OBJECT was a prospective, randomized, double-blind, parallel-group study with 378 participants (315 women, 63 men; ages 21 to 87). The efficacy of the medications was evaluated using urinary diaries documenting frequency of micturition, episodes of urge incontinence and total incontinence episodes.
The two main inclusion criteria used to select participants were multiple episodes of urge incontinence (seven to 50) per week, and 10 or more voids per 24 hours. Patients with mixed stress and urge incontinence were included if most leakage episodes were related to urge incontinence. The list of exclusion criteria was much longer, consisting of incontinence with other etiologies (urinary tract infection, bladder tumor, etc.), recent childbirth or urogenital surgery, preexisting conditions that could worsen with the medications, and risk of developing complete urinary retention. Patients were recruited regardless of prior treatment with anticholinergic agents, but were asked to stop all such therapy during the screening process.
The participants were stratified into two groups, mild and moderate-to-severe, based on severity of urge incontinence, to ensure similar baseline symptoms in both treatment groups. Participants within each stratum were randomized to receive 10 mg daily of extended-release oxybutynin chloride or 2 mg twice daily of tolterodine tartrate for 12 weeks.
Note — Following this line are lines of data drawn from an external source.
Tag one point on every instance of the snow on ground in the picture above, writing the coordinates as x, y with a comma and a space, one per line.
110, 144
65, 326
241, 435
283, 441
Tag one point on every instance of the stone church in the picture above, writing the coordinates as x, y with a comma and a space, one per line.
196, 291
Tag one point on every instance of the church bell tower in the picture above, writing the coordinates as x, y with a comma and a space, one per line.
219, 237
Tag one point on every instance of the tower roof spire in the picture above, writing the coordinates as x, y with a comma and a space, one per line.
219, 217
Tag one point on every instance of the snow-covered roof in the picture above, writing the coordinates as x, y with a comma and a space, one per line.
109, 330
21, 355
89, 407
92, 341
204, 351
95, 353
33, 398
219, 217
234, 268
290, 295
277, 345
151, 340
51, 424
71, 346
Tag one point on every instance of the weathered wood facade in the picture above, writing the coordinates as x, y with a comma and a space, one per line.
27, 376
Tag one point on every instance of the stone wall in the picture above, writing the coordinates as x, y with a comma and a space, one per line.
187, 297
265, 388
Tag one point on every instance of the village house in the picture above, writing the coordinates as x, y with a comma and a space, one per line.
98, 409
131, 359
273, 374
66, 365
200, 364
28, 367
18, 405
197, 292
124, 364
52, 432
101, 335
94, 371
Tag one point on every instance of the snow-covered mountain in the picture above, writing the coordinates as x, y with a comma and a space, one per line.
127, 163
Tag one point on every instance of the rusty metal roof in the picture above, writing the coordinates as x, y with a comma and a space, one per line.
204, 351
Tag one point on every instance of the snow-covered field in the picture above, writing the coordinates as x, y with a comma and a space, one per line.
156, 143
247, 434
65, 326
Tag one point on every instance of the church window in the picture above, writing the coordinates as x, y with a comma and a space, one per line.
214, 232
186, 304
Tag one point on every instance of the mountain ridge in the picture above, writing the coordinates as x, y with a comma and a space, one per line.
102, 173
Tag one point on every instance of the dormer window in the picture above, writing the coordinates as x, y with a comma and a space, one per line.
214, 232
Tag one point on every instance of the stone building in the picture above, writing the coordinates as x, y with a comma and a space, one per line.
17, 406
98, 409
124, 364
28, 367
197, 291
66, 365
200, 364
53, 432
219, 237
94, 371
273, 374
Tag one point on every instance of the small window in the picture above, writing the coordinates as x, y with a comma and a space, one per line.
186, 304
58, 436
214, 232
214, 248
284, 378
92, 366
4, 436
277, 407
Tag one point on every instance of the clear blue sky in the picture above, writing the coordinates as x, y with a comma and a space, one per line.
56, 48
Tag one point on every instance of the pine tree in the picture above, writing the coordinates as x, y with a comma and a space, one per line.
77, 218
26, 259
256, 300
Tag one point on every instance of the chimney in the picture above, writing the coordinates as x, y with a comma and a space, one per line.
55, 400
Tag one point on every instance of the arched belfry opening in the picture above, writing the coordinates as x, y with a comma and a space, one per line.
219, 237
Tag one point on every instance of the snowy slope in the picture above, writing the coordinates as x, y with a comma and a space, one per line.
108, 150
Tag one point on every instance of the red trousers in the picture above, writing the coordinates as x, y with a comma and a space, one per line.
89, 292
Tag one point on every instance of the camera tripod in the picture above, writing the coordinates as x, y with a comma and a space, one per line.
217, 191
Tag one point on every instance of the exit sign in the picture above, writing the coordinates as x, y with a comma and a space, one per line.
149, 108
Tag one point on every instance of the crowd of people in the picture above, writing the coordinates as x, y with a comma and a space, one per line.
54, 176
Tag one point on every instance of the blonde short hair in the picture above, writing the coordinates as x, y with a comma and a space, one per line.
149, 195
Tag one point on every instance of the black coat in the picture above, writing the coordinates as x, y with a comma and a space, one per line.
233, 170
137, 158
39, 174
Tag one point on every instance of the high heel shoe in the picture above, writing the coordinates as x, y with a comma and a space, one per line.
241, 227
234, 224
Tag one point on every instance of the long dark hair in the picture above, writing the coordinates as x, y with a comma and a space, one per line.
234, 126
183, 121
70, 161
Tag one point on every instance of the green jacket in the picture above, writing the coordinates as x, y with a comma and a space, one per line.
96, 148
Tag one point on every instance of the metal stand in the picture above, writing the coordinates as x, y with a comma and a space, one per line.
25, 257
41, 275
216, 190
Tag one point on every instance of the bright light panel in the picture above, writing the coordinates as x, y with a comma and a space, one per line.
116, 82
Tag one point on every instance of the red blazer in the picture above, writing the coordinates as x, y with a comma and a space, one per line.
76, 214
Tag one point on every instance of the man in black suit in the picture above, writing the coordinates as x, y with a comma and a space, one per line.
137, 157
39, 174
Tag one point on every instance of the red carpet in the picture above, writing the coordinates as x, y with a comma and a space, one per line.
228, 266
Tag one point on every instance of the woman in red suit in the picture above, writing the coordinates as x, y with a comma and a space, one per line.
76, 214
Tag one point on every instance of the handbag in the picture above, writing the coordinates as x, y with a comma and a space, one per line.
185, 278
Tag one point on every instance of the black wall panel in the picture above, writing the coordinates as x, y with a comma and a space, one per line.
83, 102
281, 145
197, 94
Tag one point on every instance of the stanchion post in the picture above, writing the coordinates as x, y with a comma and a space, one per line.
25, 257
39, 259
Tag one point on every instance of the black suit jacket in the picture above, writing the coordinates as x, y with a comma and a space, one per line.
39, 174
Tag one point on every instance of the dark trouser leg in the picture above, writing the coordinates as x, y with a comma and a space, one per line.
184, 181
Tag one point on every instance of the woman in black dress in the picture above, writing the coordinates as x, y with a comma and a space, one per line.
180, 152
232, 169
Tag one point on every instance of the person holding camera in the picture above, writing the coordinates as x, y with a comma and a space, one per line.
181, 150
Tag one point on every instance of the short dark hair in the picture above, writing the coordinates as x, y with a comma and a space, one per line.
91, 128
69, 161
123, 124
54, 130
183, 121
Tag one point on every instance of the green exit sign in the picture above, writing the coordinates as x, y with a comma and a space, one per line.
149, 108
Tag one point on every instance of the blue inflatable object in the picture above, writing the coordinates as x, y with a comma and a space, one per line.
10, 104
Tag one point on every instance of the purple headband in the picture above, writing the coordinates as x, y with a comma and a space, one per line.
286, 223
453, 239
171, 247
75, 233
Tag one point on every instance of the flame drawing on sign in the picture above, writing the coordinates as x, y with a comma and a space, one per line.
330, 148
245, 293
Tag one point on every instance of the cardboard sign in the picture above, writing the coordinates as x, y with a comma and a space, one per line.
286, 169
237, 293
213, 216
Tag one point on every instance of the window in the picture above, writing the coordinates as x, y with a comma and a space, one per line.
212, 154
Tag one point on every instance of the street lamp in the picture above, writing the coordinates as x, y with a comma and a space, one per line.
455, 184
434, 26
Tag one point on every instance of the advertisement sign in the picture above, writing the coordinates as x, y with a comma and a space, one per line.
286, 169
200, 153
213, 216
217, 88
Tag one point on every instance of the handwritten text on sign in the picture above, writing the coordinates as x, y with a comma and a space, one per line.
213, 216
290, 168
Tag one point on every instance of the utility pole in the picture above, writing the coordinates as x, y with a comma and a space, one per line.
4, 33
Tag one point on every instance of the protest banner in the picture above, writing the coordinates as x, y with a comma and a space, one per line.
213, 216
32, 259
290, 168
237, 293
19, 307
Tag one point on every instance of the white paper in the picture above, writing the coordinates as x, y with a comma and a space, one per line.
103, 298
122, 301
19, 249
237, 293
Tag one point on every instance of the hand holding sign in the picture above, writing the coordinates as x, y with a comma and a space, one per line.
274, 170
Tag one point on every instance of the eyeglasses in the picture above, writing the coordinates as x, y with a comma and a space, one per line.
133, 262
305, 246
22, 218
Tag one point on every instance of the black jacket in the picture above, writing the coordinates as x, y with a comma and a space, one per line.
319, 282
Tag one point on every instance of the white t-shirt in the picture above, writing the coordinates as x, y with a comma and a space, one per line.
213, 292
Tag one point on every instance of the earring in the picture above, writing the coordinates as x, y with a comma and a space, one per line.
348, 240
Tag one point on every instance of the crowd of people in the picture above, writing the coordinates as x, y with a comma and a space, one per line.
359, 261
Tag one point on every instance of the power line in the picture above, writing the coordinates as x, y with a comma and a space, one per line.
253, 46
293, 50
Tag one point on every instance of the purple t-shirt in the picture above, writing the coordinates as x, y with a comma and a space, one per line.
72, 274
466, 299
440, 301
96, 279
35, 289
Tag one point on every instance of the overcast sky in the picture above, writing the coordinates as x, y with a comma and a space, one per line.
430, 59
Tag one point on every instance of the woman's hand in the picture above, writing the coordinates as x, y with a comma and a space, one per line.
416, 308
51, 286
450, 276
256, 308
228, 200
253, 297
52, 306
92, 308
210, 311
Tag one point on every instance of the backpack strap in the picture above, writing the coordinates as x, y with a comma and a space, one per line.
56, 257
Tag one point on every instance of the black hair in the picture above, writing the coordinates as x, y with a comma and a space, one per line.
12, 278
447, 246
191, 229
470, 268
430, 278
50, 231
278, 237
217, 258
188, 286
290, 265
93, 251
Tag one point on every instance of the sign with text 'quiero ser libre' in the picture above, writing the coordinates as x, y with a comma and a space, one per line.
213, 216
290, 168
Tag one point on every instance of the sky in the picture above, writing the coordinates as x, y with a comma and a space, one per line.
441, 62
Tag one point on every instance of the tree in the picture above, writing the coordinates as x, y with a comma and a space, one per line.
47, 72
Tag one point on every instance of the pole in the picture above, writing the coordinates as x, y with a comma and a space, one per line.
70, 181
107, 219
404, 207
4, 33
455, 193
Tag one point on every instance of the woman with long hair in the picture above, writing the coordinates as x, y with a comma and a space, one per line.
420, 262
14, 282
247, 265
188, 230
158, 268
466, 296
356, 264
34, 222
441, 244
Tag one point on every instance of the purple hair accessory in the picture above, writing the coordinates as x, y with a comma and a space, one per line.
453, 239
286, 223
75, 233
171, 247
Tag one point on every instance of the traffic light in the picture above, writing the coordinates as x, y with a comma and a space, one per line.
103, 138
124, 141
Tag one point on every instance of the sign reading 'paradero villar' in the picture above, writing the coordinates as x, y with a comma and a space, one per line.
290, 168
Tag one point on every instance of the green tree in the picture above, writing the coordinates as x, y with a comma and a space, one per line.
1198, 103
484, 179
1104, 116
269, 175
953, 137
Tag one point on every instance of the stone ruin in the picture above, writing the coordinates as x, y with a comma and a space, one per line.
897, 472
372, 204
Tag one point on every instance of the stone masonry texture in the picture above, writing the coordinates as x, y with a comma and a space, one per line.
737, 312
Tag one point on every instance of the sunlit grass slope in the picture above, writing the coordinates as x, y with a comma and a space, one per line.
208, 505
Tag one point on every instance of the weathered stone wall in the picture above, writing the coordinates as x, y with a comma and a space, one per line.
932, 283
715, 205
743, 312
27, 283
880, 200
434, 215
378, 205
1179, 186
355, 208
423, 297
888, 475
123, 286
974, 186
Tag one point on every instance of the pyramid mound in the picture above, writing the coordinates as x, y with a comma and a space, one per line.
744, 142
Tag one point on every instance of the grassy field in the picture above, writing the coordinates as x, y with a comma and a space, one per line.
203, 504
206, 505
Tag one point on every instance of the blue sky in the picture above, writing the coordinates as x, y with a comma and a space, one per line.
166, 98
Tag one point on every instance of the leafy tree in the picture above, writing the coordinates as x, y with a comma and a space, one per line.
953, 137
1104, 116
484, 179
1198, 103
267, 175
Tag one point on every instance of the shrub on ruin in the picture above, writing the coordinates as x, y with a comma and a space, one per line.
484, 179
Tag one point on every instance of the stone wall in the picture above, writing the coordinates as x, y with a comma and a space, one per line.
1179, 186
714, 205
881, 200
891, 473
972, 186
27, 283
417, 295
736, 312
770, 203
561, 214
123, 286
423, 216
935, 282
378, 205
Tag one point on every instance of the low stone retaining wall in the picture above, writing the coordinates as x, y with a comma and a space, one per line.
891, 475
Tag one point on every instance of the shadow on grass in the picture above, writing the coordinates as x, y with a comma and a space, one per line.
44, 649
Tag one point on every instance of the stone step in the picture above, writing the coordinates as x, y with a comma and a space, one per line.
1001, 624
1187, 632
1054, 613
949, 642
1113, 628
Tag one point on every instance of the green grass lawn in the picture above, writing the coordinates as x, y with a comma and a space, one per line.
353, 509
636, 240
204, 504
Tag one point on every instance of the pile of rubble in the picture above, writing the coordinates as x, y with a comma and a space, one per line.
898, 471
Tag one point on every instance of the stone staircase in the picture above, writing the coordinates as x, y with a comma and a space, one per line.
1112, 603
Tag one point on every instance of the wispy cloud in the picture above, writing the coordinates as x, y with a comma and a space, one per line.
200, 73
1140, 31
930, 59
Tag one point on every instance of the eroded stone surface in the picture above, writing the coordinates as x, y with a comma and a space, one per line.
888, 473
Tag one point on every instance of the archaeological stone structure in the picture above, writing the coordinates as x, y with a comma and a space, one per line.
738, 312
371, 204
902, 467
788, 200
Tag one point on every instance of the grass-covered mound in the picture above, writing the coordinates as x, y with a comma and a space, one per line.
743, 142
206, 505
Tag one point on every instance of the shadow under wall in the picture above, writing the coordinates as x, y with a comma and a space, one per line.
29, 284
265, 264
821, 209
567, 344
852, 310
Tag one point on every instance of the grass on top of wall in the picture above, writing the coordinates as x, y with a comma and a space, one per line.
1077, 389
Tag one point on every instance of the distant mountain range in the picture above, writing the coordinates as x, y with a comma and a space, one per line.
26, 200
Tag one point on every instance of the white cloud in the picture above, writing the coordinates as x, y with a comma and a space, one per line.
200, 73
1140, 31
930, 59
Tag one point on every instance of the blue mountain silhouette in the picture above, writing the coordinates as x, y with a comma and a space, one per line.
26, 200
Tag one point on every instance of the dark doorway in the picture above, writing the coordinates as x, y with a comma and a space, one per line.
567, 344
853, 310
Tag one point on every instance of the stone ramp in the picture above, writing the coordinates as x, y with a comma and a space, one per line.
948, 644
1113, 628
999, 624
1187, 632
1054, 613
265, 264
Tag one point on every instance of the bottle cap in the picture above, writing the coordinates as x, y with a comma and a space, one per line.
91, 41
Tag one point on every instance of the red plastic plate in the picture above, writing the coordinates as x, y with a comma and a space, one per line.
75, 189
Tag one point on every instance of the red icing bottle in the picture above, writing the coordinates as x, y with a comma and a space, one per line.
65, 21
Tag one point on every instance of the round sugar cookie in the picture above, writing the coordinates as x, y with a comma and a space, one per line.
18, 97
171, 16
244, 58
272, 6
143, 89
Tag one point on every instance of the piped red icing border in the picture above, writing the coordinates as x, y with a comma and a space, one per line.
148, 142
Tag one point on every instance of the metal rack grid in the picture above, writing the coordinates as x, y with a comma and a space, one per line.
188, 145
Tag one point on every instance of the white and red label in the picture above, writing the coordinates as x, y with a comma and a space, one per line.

Adverse effects, although low overall, were the most frequent cause of discontinuation of therapy, with dry mouth the primary side effect (28.1 percent of patients taking extended-release oxybutynin and 33.2 percent of those taking tolterodine). Extended-release oxybutynin was found to be more effective than tolterodine in all of the main clinical outcome measures, including weekly micturition frequency (P .02), urge incontinence episodes per week (P .03) and total incontinence episodes per week (P .02).
The authors conclude that the tolerability profiles of both drugs are excellent and certainly better than the profile of immediate-release oxybutynin. As for efficacy, they conclude that extended-release oxybutynin chloride is superior to tolterodine, causing 28 percent fewer episodes of urge incontinence.
editor's note: The authors pointed out that all of the patients were referred from specialists rather than primary care physicians. Thus, the study was potentially biased toward patients with more severe urge incontinence. Of note, funding was provided by the Alza Corporation, the makers of an oxybutynin product.—s.m.